As she went to walk away he said, “There’s a letter to my mother—and to my friend, Dodge, he’s just made brigadier general. I thought I’d be the first to congratulate him. His wife calls me Ned. Ned, for Edwin. One of my middle names. We’ve been friends since university days. Thomas Edwin Greenfield—Ransom.” He was staring at her. Suddenly he brought a trembling hand to his brow. “I’m sorry,” he murmured, aware he was talking for the sake of it. “If you would just mail my letters, I’d be very grateful.”

“Yes sir.” She saluted and left.

Jacob had prepared a veritable feast for his companions.
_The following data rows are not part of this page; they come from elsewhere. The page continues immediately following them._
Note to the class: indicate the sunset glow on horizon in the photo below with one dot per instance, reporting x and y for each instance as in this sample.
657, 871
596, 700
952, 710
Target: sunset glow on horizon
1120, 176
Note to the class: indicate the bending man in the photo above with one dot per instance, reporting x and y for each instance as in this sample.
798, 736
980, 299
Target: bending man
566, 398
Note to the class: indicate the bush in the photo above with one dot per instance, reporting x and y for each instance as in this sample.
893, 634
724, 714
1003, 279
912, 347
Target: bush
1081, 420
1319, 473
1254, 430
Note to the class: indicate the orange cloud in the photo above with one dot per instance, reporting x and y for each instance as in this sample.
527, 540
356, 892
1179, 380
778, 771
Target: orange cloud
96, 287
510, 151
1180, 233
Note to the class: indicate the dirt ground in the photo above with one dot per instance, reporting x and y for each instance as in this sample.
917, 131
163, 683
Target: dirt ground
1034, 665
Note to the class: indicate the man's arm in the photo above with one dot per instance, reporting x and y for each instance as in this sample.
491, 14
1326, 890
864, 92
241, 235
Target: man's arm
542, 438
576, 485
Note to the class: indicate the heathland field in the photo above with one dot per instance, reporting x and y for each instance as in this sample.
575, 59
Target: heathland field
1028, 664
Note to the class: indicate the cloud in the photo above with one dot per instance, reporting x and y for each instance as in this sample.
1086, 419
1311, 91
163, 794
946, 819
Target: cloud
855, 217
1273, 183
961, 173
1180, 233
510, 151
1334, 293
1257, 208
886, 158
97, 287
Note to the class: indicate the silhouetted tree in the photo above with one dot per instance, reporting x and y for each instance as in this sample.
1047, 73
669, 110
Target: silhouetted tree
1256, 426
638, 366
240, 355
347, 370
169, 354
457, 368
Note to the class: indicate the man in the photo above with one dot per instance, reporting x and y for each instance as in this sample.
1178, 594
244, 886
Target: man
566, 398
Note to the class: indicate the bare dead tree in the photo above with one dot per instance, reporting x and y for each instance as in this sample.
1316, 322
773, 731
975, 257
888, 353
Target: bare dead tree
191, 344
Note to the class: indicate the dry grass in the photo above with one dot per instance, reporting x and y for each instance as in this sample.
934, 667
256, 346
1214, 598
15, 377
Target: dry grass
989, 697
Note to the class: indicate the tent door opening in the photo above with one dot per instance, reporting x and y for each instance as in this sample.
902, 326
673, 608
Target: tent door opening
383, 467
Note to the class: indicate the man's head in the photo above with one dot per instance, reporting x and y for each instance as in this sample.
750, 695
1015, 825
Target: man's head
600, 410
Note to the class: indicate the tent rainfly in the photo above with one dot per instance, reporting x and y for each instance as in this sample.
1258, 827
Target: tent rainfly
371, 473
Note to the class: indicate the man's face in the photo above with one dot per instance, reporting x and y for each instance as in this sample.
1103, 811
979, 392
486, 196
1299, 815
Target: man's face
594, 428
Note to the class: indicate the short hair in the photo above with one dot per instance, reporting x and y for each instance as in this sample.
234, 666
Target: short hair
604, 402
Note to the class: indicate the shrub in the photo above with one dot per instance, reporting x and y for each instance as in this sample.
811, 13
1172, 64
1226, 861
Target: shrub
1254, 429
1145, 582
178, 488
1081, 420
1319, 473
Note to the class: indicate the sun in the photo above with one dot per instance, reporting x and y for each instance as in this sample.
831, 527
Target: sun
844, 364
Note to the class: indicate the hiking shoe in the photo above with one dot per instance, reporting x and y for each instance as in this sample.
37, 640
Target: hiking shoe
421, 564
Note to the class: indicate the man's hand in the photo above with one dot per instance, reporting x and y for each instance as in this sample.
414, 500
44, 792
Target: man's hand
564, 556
Rice, a morsel of rabbit, shot by an orderly, and some mashed potato, followed by two Dutch cookies, somewhat crushed but still edible. He gave one to the doctor and one to the girl. Cartwright broke the cookie in two and offered it to the generous donor.

The Dutchman grinned and nodded. He looked at his two friends with a munificent grin.

“We shall recall this meal in years to come as a feast, not because of the food we shared, but because of the companionship.”

“Yer—” Cartwright said with a twist of his mouth, and his usual vigorous contempt for sentimentality. “By the way, I forgot to ask, do we know who won the battle?”


We did,
” said Jesse and Jacob at the same time.


We?
We, meaning the Federal army?
I
certainly didn’t win any battles.” Cartwright looked from one to the other.

Jesse bit lustily into the apple Sherman had given her from his mess table and then passed it to Jacob, who did the same, and offered it to Cartwright, who shook his head. “Too much excitement for one day.” He puffed on his pipe for a few seconds and then said casually, “Is it true your
friend
the brave colonel killed some of his own men?”

Jesse’s expression said it all. She looked at Jacob and spoke directly to him, as though fearing his judgment upon a man he had helped to bring back to health would count far more against him than the surgeon’s, who detested anything military anyway and would condemn whatever words she put forth in the colonel’s defense. “There was just one. I saw it happen. The soldier had plunged his bayonet into Old Bob.”